Beneficiários da assistência da Gapi relançam economias locais

Dois anos depois do Idai e Kenneth

Poucas semanas após a passagem dos ciclones Idai e Keneth, que em março de 2019 fustigaram e causaram danos avultados nas províncias de Sofala, Manica, Zambézia, Cabo Delgado e Nampula, a Gapi desencadeou um programa de assistência a micro e pequenos negócios vítimas da tragédia. “Hoje, apesar dos limitados recursos de que dispúnhamos, os resultados da prontidão com que respondemos são visíveis e comprovam a eficácia do nosso modo de intervir” – recordou Adolfo Muholove, presidente da Comissão Executiva da Gapi por ocasião da passagem do segundo aniversário daquela calamidade.

A pronta intervenção da Gapi foi feita através de um programa de assistência técnica e financeira, no qual se incluiu um instrumento de crédito especial designado FEREN – Fundo de Emergência e Reabilitação Económica – envolvendo uma parceria da Gapi com a FAN e a CTA, com o apoio da Danida. No global o FEREN foi dotado de recursos na ordem de quase um milhão de dólares.

Desde o início estávamos cientes que a dimensão dos recursos de que dispúnhamos era insuficiente para as necessidades criadas pela tragédia Idai&Kenneth. Mas não ficámos parados. Concebemos um conjunto de iniciativas com vista a mostrar a outras instituições e potenciais parceiros os caminhos para intervir em situações como aquelas. Fomos pioneiros. Fizemos o nosso papel. Era esperado que outras entidades dessem seguimento” – acrescentou o PCE da Gapi.

As declarações de Adolfo Muholove foram feitas durante uma sessão de reflexão organizada por ocasião do 31º aniversário desta instituição que se assinala neste mês de Março.

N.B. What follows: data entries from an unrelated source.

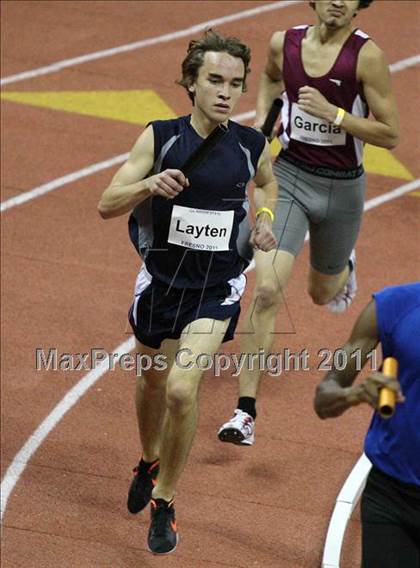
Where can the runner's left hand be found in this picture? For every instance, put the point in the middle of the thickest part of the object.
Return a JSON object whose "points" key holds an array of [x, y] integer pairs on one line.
{"points": [[312, 101], [262, 237]]}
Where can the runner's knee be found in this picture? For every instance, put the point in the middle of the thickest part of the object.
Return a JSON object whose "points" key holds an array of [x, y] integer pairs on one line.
{"points": [[181, 395], [268, 295], [320, 295]]}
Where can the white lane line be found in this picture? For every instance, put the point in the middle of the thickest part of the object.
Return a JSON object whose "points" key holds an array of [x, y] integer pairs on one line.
{"points": [[344, 506], [53, 67], [69, 178], [79, 174], [20, 461], [60, 182]]}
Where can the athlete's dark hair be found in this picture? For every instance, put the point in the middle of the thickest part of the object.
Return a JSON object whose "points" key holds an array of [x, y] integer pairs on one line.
{"points": [[211, 41], [362, 4]]}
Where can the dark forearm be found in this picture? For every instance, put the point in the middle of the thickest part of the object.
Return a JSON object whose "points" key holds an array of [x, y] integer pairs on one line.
{"points": [[268, 90], [370, 131], [120, 199], [332, 399]]}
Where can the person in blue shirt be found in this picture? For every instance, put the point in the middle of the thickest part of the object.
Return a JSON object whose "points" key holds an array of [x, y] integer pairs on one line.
{"points": [[390, 506], [186, 229]]}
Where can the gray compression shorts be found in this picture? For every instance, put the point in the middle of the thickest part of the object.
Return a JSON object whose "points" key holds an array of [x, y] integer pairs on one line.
{"points": [[330, 209]]}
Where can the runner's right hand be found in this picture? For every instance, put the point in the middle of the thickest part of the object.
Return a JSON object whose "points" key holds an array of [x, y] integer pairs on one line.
{"points": [[168, 183]]}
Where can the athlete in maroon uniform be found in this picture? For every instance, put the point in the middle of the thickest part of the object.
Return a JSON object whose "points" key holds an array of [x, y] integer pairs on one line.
{"points": [[330, 75]]}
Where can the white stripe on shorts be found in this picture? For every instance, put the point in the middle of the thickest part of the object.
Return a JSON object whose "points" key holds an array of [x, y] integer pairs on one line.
{"points": [[237, 288]]}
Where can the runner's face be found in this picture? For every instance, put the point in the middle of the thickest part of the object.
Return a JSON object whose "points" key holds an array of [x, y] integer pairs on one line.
{"points": [[219, 85], [336, 13]]}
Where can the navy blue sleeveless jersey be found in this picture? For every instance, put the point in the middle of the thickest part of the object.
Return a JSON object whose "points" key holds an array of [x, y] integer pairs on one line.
{"points": [[190, 241], [393, 445]]}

Ao longo dos próximos meses os gestores da Gapi vão continuar a auscultar os seus parceiros e clientes sobre o papel e a estratégia desta instituição financeira de desenvolvimento face aos desafios que o país enfrenta para uma maior inclusão social e económica.

Visitando os lugares afectados, nota-se que as cerca de três dezenas de beneficiários da intervenção do FEREN, conseguiram recuperar e relançar os seus negócios. Infra-estruturas anteriormente destruídas, ressurgiram fruto da intervenção financeira, através de financiamento e também de assistência técnica aos beneficiários.

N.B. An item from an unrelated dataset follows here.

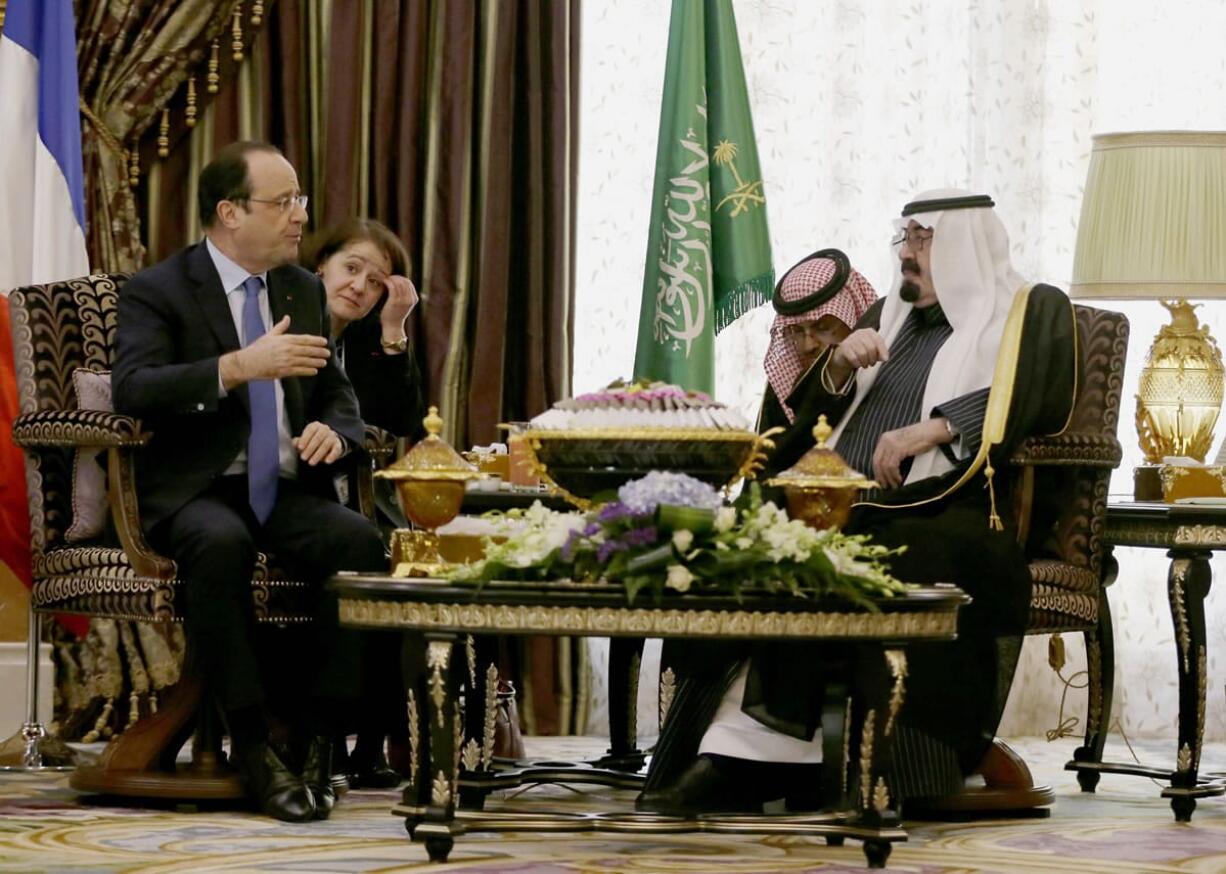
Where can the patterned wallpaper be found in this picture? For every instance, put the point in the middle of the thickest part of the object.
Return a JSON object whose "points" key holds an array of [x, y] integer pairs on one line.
{"points": [[857, 106]]}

No processo de implementação do FEREN foi também estabelecida uma parceria com o FARE – Fundo de Apoio à Reabilitação Económica – o que possibilitou a aplicação dos créditos concedidos a taxas de juro na ordem dos 10 a 12,5 por cento.

Assistência humanitária e resgate da pequena economia local

Aquando da ocorrência do ciclone Idai, a Gapi desdobrou-se em acções, com vários parceiros, para mitigar o sofrimento, apoiar a recuperação dos pequenos negócios e reconstruir outros. Primeiro com a Fundação Fernando Leite, identificou as prioridades humanitárias. Do FEREN foram alocados três milhões de meticais, destinados à reconstrução de mercados e apoio ao relançamento dos micronegócios nas zonas afectadas.  O primeiro dos mercados beneficiados foi o Maquinino na Beira, tendo na ocasião o Presidente do Município, Deviz Simango, descrito a iniciativa da Gapi e da Fundação Leite Couto como um “gesto de grande humanismo e compreensão pelo sofrimento dos afectados e sem meios próprios para recomeçarem as suas vidas”

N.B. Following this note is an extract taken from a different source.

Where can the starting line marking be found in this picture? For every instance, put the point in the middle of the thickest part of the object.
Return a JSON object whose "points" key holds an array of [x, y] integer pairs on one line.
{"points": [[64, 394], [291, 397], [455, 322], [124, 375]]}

Foi também prestada assistência a municípios e administrações locais para reabilitarem os seus mercados, designadamente em Nhamatanda, Dondo, Búzi, Gorongosa, Caia, Gondola, Sussundengae Nicoadala.

Reforço a resiliência de negócios face aos riscos ambientais

Em parceria com a OIT – Organização Internacional de Trabalho – a Gapi iniciou um projecto focado na melhoria da resiliência das empresas e riscos de novos investimentos face aos principais desafios ligados às mudanças climáticas. A OIT e a Gapi capacitaram gestores de MPMEs e promotores de novos negócios em matérias sobre a resiliência das organizações empresariais e respectivos negócios.

A primeira fase contemplou a formação de formadores em matérias que incluem (i) a identificação do quão resiliente é uma organização; (ii) identificação dos riscos que podem afectar uma organização; (iii) avaliação do nível de vulnerabilidade; (iv) compreensão das prioridades da organização; (v) elaboração de planos de continuidade de negócio após ocorrência de desastres naturais dentre outras.

Testemunhos

2 anos depois, renasci, graças ao FEREN

– Samuel Doliz Miqui, comerciante, Guru, Manica

Samuel Doliz Miqui, de 45 anos de idade, mora na vila sede de Guro, concretamente no Bairro Tseretse Kama B, local onde tem um estabelecimento no qual vende mercadoria diversa que inclui fardos de roupa e de mantas, sacos de chinelos, malas e colchões.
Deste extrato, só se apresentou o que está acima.